Il movimento pacifico in Siria ha avuto inizio per la mancanza, protrattasi quarant’anni, di una vera e propria vita politica e sociale: si era unanimemente d’accordo sull’assenza di un’effettiva società civile o di partiti politici. Malgrado il fatto che l’obiettivo di recuperare questa vita fosse una parte fondamentale del movimento di rivendicazioni, la profondità della divisione e della polarizzazione tra sostenitori e oppositori del regime ha ben presto trasformato il concetto di società civile in un reato e in un’accusa mostruosa.

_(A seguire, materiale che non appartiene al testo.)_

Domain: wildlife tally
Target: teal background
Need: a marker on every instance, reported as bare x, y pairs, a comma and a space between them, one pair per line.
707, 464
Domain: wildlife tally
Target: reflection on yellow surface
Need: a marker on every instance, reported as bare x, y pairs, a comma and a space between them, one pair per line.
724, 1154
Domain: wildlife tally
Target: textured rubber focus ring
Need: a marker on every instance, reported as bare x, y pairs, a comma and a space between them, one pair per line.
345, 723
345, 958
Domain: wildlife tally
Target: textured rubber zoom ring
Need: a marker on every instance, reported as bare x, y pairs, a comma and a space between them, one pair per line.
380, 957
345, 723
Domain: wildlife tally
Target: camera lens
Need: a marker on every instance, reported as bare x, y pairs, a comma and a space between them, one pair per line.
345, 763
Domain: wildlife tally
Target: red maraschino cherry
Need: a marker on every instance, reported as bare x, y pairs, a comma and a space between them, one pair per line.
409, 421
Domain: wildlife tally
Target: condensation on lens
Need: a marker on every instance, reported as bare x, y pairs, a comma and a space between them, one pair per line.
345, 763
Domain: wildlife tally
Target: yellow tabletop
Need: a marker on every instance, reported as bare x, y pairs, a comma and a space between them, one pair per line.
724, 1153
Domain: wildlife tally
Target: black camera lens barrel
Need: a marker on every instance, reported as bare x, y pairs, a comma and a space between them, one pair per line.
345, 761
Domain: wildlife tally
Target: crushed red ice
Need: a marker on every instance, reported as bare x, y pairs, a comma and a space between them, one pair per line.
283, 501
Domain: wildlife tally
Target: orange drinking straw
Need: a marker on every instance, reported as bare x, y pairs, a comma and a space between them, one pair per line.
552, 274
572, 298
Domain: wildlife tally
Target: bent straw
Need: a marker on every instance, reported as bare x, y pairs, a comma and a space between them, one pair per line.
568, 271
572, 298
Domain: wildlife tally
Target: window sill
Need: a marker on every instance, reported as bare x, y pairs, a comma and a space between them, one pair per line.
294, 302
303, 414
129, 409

Con il protrarsi della crisi, il peggioramento della situazione, l’accumularsi di effetti negativi come le perdite umane, la distruzione delle infrastrutture, l’emigrazione forzata all’interno e al di fuori del paese, il principio di “società civile”, tradito e classificato come “di serie C”, si è improvvisamente trasformato in una soluzione in cui molti hanno trovato opportunità di guadagno.
Questa improvvisa trasformazione verso l’accettazione della “società civile” non è stata dovuta alla consapevolezza o alla comprensione dell’importanza del concetto stesso; non si è cercato di adoperarsi per trovare una soluzione alla refrattarietà politica o per allentare la tensione, si è trattato piuttosto di una mera trasformazione pragmatica per assicurare interessi finanziari e a volte politici.
In tal modo la società civile è nata deformata due volte: innanzitutto come entità che dei principi o dei valori della società civile porta solo il nome propagandistico, e in secondo luogo perché ha dato origine a due gemelli, una società civile “di oppositori” e l’altra “di sostenitori”, che si sono propagate come due ampie reti. Non c’è da sorprendersi che abbiano fallito nel risolvere la crisi, originatasi per effetto della polarizzazione politica. Era naturale e prevedibile che non riuscissero ad abbracciare tutte le divergenze politiche e a colmare il divario fra le parti in lotta. Pertanto il principio che poteva far uscire il paese dalla palude della guerra, è servito solo come strumento per farla proseguire e a volte addirittura incitarla.
Nel quadro generale della Siria di oggi sembra che ci sia qualche speranza, in quanto la polarizzazione politica si è eclissata dietro le gravi crisi umanitarie, sia all’interno che al di fuori del paese. Purtroppo l’allineamento politico (rivoluzionario/antirivoluzionario) continua a essere un criterio troppo grande, a dimostrazione che la società civile “dei sostenitori” non accetta di lavorare con quella degli “oppositori”, né individualmente, né come associazioni o istituzioni, e viceversa.
Questa speranza si fonda sull’augurio che ci siano istituzioni siriane costituite da giovani in grado di andare oltre qualsiasi allineamento politico o contesto ideologico e lavorare con professionalità per attrarre sostenitori, oppositori e neutrali di ogni luogo in Siria sotto il nome di una vera “società civile” che rifiuta di schierarsi politicamente ma non si sottrae dal prendere posizione per le questioni che riguardano i civili e i loro diritti legittimi e getta ponti fra di loro ovunque si trovino.
Laurine Mohammed è un’attivista civile siriana residente in Libano.